Corporate tax rate could fall below 25%, says got official
19 December 2015
The upcoming Budget for 2016-17 will detail a roadmap for lowering corporate tax to 25 per cent from 30 per cent at present, economic affairs secretary Shaktikanta Das said, adding that once tax exemptions are done away, the government may bring corporate tax to levels below 25 per cent over a period.
He said the finance ministry will soon detail some major decisions, including steps to deal with stressed assets of public sector banks.
''Our (corporate) tax rates are higher. 30 per cent plus the surcharge and all that put together, the impact is about 34 per cent. It is much higher than the average of (corporate tax in other countries) of about 22-23 per cent. But our effective tax rate is 22.8-23 per cent, that is because of large number of exemptions which have been given…roadmap for phased reduction of corporate tax from 30 per cent to 25 per cent will be unfolded as part of Budget,'' he said.

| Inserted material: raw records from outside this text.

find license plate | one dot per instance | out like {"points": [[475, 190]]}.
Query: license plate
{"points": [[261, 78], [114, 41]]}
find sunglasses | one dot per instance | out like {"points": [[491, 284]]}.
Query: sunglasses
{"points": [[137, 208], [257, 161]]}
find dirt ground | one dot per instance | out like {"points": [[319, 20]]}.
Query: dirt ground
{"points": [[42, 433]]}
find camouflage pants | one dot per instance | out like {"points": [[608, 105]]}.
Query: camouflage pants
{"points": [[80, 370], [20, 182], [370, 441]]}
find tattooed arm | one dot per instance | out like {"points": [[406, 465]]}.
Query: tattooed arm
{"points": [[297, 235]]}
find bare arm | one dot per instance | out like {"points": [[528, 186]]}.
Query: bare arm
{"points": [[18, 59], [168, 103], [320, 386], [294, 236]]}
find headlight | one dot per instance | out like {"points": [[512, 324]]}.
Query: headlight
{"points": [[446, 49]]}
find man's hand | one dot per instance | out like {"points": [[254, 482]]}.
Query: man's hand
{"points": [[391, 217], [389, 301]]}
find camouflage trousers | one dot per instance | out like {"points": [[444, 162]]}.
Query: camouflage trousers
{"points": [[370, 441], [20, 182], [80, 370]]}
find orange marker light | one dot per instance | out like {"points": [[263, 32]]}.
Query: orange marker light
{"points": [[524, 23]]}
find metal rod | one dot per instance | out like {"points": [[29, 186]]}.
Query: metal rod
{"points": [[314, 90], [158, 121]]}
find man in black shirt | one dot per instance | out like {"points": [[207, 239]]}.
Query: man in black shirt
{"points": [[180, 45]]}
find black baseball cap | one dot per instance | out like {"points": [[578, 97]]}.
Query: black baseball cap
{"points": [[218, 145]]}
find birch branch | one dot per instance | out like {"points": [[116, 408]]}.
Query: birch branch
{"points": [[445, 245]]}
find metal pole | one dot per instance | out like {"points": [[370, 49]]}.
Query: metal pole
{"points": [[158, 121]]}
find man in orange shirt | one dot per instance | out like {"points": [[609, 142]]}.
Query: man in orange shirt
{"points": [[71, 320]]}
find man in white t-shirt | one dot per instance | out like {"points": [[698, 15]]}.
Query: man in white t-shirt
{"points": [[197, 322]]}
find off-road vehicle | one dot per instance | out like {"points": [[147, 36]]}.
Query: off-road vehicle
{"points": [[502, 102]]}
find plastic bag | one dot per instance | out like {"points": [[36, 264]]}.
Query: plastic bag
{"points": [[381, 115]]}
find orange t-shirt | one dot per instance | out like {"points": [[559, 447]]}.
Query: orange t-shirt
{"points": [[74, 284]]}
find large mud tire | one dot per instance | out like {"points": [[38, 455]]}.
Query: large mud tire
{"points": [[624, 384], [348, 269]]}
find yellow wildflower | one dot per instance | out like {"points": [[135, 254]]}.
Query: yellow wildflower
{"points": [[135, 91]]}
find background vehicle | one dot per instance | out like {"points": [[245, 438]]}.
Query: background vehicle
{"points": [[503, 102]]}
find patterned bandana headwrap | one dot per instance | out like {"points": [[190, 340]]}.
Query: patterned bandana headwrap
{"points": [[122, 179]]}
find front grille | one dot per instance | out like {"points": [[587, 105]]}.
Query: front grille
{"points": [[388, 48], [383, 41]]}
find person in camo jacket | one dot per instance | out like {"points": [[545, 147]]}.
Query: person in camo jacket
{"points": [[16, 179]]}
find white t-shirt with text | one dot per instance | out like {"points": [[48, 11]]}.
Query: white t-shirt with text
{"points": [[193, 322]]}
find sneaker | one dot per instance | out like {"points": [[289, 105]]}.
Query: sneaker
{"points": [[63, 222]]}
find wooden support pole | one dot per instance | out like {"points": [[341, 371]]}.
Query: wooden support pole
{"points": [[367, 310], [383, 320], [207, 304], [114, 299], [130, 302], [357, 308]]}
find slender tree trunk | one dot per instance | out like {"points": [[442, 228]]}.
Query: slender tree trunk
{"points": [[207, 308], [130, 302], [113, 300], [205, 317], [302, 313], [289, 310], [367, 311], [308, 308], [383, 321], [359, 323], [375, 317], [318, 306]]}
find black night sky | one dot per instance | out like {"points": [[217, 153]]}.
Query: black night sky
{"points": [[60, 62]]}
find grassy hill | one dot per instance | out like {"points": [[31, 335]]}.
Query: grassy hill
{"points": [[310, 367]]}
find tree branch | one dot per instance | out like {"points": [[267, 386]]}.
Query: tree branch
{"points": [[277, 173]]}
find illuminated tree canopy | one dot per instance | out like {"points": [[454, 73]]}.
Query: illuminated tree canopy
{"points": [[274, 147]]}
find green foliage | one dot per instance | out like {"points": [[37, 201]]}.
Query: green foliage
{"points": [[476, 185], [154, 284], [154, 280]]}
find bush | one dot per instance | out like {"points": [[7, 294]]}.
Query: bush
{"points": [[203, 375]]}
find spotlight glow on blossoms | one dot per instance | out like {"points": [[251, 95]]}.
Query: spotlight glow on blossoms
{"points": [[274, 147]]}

''25 per cent is the current target. The effort is to move, over a period of time, to reduce it further,'' Das said.
"India remains attractive for domestic investors and has a simpler tax climate where there is less litigation. Decision to reduce corporate tax is a timely decision. It's a game changing decision," he added.
On the issue of scrapping the minimum alternate tax (MAT), the economic affairs secretary said no decision has been taken yet, adding that with a lower corporate tax the minimum alternate tax will become irrelevant.

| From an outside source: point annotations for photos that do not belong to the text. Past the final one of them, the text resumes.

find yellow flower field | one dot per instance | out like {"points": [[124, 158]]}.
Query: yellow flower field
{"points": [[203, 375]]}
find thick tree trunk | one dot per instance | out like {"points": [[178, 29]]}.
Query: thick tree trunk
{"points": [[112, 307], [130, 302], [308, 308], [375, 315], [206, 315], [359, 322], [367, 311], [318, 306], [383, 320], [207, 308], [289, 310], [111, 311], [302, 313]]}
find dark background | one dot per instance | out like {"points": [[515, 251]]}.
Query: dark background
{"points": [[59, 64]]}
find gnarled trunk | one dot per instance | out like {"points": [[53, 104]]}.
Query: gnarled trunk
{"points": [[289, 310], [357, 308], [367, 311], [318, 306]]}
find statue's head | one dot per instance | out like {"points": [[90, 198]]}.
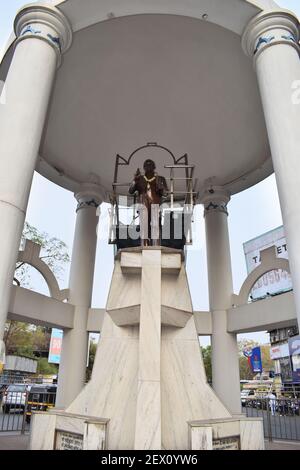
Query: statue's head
{"points": [[149, 166]]}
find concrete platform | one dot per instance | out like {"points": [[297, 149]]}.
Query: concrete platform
{"points": [[19, 442]]}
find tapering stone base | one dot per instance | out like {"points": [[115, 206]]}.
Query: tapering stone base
{"points": [[148, 379]]}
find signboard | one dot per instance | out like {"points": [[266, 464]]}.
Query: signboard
{"points": [[55, 346], [254, 358], [68, 441], [2, 356], [275, 281], [280, 350], [227, 443], [294, 348]]}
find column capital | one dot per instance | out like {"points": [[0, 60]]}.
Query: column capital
{"points": [[270, 28], [89, 195], [215, 199], [44, 22]]}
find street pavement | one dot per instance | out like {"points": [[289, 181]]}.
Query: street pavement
{"points": [[279, 427]]}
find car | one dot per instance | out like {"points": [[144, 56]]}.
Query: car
{"points": [[40, 398], [15, 397], [3, 388]]}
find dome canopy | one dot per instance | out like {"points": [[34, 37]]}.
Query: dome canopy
{"points": [[167, 72]]}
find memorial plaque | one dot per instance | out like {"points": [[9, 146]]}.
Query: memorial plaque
{"points": [[227, 443], [68, 440]]}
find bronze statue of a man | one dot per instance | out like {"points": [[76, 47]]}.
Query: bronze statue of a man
{"points": [[151, 189]]}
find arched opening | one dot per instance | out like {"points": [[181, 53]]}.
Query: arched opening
{"points": [[29, 277], [270, 284]]}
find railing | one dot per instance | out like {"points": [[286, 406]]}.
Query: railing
{"points": [[17, 408], [281, 417]]}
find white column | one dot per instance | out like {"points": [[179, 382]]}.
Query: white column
{"points": [[225, 363], [148, 409], [272, 39], [72, 368], [43, 34]]}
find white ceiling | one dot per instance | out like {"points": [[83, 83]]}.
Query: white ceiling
{"points": [[181, 82]]}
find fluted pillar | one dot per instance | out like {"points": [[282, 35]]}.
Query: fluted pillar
{"points": [[225, 363], [43, 35], [272, 40], [72, 367]]}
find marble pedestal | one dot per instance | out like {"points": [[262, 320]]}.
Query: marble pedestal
{"points": [[148, 379]]}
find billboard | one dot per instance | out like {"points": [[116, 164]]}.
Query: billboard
{"points": [[254, 358], [55, 346], [294, 347], [279, 350], [275, 281]]}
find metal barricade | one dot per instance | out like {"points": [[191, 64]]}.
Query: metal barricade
{"points": [[12, 413], [281, 417], [17, 407]]}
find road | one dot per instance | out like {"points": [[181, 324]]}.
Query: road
{"points": [[12, 421], [280, 427]]}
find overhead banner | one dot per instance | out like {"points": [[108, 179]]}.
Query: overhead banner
{"points": [[254, 358], [55, 346], [294, 347], [278, 351], [275, 281]]}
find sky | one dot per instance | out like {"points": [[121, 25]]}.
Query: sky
{"points": [[251, 213]]}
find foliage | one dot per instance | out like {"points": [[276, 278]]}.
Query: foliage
{"points": [[206, 353], [245, 369], [44, 368], [92, 354], [54, 253], [22, 338]]}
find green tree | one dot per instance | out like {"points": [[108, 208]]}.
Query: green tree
{"points": [[54, 253], [92, 355], [22, 338], [44, 368], [245, 369], [206, 354]]}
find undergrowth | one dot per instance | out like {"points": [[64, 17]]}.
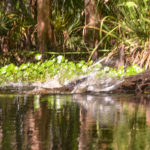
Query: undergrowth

''Minimum alternate tax is not particularly liked by industry and various other tax holders. Once we are able to reduce the (corporate) tax rate to 25 per cent, the MAT will become totally irrelevant,'' he said.

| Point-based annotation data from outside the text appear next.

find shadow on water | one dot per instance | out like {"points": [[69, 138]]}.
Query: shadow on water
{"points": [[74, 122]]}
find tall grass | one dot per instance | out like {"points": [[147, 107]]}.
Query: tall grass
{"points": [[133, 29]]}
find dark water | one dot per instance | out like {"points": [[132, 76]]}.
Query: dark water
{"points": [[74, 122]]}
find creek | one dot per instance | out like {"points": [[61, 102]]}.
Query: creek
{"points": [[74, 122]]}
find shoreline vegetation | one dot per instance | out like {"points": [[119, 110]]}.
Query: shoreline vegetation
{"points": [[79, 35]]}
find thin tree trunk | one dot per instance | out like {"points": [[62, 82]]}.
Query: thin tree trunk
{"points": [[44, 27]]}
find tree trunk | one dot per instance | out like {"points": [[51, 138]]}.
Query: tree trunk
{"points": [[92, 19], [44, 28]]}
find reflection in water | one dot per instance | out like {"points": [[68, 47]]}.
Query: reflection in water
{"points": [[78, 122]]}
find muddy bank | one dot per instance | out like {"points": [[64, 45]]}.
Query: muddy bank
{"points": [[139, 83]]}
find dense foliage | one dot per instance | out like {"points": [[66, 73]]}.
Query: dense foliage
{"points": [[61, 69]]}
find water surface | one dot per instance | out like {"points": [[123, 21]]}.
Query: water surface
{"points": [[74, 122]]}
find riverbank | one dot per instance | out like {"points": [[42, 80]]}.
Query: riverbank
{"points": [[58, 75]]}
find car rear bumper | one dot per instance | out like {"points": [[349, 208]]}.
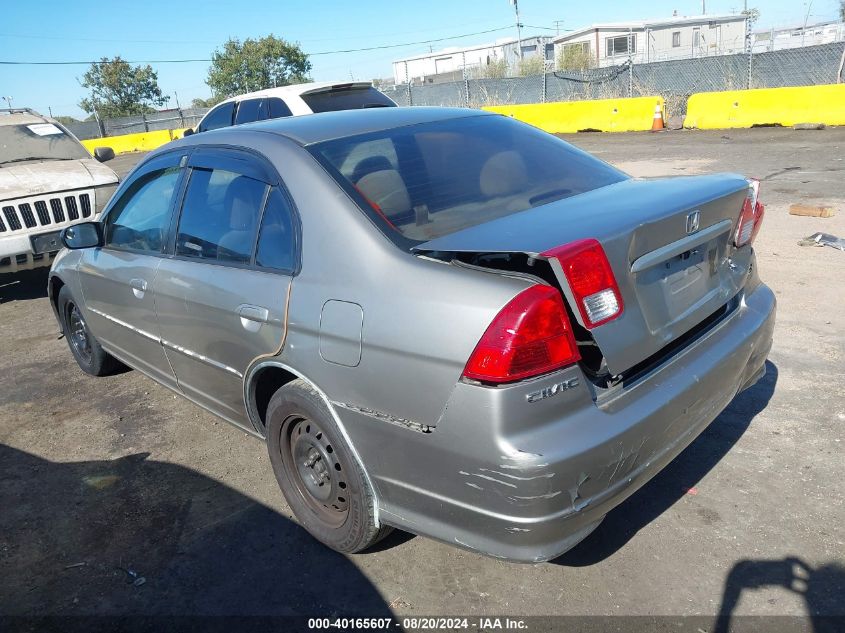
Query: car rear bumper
{"points": [[527, 481]]}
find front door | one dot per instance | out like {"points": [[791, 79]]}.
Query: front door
{"points": [[221, 299], [117, 279]]}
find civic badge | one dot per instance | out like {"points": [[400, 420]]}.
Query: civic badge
{"points": [[693, 221]]}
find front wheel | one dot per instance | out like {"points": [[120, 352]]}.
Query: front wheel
{"points": [[321, 480], [89, 354]]}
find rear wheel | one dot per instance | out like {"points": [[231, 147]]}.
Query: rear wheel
{"points": [[89, 355], [321, 480]]}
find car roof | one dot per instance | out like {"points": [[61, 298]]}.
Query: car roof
{"points": [[324, 126], [299, 89]]}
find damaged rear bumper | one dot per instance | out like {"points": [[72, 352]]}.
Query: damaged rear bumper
{"points": [[526, 481]]}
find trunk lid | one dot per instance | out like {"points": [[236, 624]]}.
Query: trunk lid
{"points": [[670, 279]]}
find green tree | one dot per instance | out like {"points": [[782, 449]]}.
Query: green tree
{"points": [[255, 65], [118, 89]]}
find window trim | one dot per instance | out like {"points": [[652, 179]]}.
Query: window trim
{"points": [[219, 106], [262, 170], [630, 38]]}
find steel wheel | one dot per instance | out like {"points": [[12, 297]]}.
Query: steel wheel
{"points": [[315, 470], [78, 335]]}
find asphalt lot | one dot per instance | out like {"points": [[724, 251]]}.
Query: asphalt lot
{"points": [[102, 474]]}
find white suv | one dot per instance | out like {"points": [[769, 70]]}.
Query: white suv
{"points": [[48, 181]]}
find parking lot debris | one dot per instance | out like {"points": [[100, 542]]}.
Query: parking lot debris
{"points": [[823, 239], [812, 211]]}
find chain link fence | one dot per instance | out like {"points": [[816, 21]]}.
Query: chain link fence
{"points": [[674, 80]]}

On the delay in tax reforms, Das said, the reforms are needed to achieve higher growth rate, adding that the Goods and Services Tax (GST) regime will be in place in the country sooner or later.
The centre and the states are administratively prepared for implementing GST and there is also no bar, technically at least, for introducing GST in the middle of the year even if the deadline of 1 April 2016 is missed, he pointed out.
Das said for India to continue its role as engine of global growth, skill development and improvement in agriculture output are necessary. ''India is the only economy growing above 7 per cent. Our target is to move to 9 per cent and try to exceed that,'' he said.
The finance ministry will soon detail some major decisions to deal with stressed assets of the banking sector, he said.
''Stressed assets of banks is an area of concern. In the coming few months, some major decisions will be taken to deal with that,'' Das said.
Commenting on the fiscal health of the government, Das said non-tax revenues are expected to exceed Budget estimates this fiscal on account of higher dividends and surplus transfer from the RBI.